- Born: c. 1974 Egypt
- Died: February 4, 2011 Cairo, Egypt
- Occupation: Journalist
- Known for: The first journalist killed during Egyptian Arab Spring uprising
- Spouse(s): Inas Abdel-Alim, also spelled Enas

= Ahmed Mohamed Mahmoud =

Ahmed Mohamed Mahmoud (c. 1974 - 4 February 2011) was an Egyptian print reporter for the newspaper Al Tawuun, which is distributed by state-run Al-Ahram. He was shot by a sniper on the balcony of his office while filming the outbreak between Egyptian protestors and security forces on January 28, 2011 during the 2011 Egyptian Revolution. He died six days later in a local Cairo hospital, and he was the first journalist to die in Egypt during its Arab Spring uprising.

==Death==
Mahmoud was shot on his office balcony as riot police were throwing tear gas canisters into crowds of protesters. His office was located near central Tahrir Square which was the central point of fighting between anti-Mubarak and pro-Mubarak forces. Mahmoud was shot by a sniper while filming the incident on his camera phone. Several witnesses have said a uniformed policeman yelled at Mahmoud to stop filming amidst the violence right before he was shot without any time to react. His co-workers called the ambulance several times as they refused to pick him up because of the nature of his attack. They had to drive him themselves to Al Ainy Hospital, the largest hospital in Egypt where he would slip into a coma and die of his wounds six days later on February 4, 2011.

==Context==
At the end of the thirty years of President Hosni Mubarak's leadership, Egypt suffered from economic instability, political corruption, starvation, high unemployment rates, and the presence of a 'youth bulge'. All of these are seen as reasons for the 2011 protests. According to 2011 World Bank figures, Egypt's economy grew at a rate of 4.5 percent which was exceptionally well for a third world country. Egyptian corruption levels according to World Transparency reports were ranked 80th. Though levels of political corruption were high, they were low in comparison to almost all other third world nations. What is believed to be the true reason for the political strife is the youth bulge. Due to rapidly increasing life expectancy and rapidly decreasing infant mortality rate people aged 20–24 had doubled since 1995. Just prior to the beginning of the peaceful protests nearly half of the unemployed were part of this youth cohort aged 20–24. Large numbers of youth have been historically responsible for political conflict. In Egypt reasons such as conflicting ideologies were responsible. Of the nearly 2.5 million youth unemployed, 43 percent had university degrees. This can be seen as why the protests were non-violent and of the 300 deaths nearly all were at the hands of the security forces and none from the protestors.

==Impact==
Mahmoud was the first reporter killed during the uprising in Egypt between protestors and Mubarak forces. The killing of a journalist and then the unresponsiveness of the ambulance has shaken Egypt's journalism community and furthered protests against the current regime. Mahmoud's widow and fellow journalist, Inas Abdel-Alim, is demanding a full on investigation from the government and a trial for the murder of her husband.

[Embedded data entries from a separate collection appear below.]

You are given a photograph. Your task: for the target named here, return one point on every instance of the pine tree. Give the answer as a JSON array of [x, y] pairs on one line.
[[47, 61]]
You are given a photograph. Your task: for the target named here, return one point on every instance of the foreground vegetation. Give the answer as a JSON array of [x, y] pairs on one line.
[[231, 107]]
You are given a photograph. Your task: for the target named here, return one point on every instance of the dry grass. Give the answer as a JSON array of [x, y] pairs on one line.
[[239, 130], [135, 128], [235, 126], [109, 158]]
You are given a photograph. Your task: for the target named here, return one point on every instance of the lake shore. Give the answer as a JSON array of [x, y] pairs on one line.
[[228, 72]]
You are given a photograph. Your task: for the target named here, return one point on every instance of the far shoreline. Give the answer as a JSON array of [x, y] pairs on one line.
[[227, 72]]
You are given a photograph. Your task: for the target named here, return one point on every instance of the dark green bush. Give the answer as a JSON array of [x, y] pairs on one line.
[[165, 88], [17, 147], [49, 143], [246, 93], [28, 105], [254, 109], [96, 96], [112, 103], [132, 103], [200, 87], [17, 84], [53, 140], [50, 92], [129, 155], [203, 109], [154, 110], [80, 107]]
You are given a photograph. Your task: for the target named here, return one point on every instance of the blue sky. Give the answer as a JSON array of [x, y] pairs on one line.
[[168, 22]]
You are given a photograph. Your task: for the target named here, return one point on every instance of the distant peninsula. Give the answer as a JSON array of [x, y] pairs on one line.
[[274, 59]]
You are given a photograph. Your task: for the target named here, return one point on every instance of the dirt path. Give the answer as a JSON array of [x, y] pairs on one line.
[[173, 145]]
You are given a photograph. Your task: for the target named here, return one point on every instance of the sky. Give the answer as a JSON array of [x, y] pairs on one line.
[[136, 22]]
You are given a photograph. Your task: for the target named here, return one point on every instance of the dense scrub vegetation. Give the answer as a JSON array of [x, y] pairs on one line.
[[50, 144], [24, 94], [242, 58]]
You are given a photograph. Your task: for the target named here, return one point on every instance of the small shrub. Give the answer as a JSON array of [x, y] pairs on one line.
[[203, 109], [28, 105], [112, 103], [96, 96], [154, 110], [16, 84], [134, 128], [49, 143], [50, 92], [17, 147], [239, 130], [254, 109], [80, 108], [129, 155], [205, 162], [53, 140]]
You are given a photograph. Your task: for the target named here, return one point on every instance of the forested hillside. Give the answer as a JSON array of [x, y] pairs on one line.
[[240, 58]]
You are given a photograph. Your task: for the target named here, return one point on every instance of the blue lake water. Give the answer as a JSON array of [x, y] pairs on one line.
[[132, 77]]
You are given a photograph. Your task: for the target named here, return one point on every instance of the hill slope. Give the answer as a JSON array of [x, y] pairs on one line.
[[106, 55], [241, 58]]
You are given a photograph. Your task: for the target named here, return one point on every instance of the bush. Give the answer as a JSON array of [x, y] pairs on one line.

Lucas Dolega, who was the first journalist killed in the Arab Spring uprising during the Tunisian uprising, was also killed while covering a protest. Dolega was on a photojournalism assignment for European PressPhoto Agency (epa) in Tunis.

==Response==
In response to the killing, White House Press Secretary Robert Gibbs released a statement saying the White House continues to receive, "very disturbing reports". He continued saying, "direct negotiations toward orderly transition" should be made for the power in Egypt. In response to the attack on Mahmoud and others, United States President Barack Obama said in a press conference that the attack were "unacceptable", and the Egyptian government should "protect the rights of the people".
A symbolic funeral was held in Tahrir Square in honor of Mahmoud. An empty casket with an Egyptian flag draped over was carried through the streets with thousands of attendees following.

==Personal==
Mahmoud was married to Inas Abdel-Alim for 11 years and they have one daughter.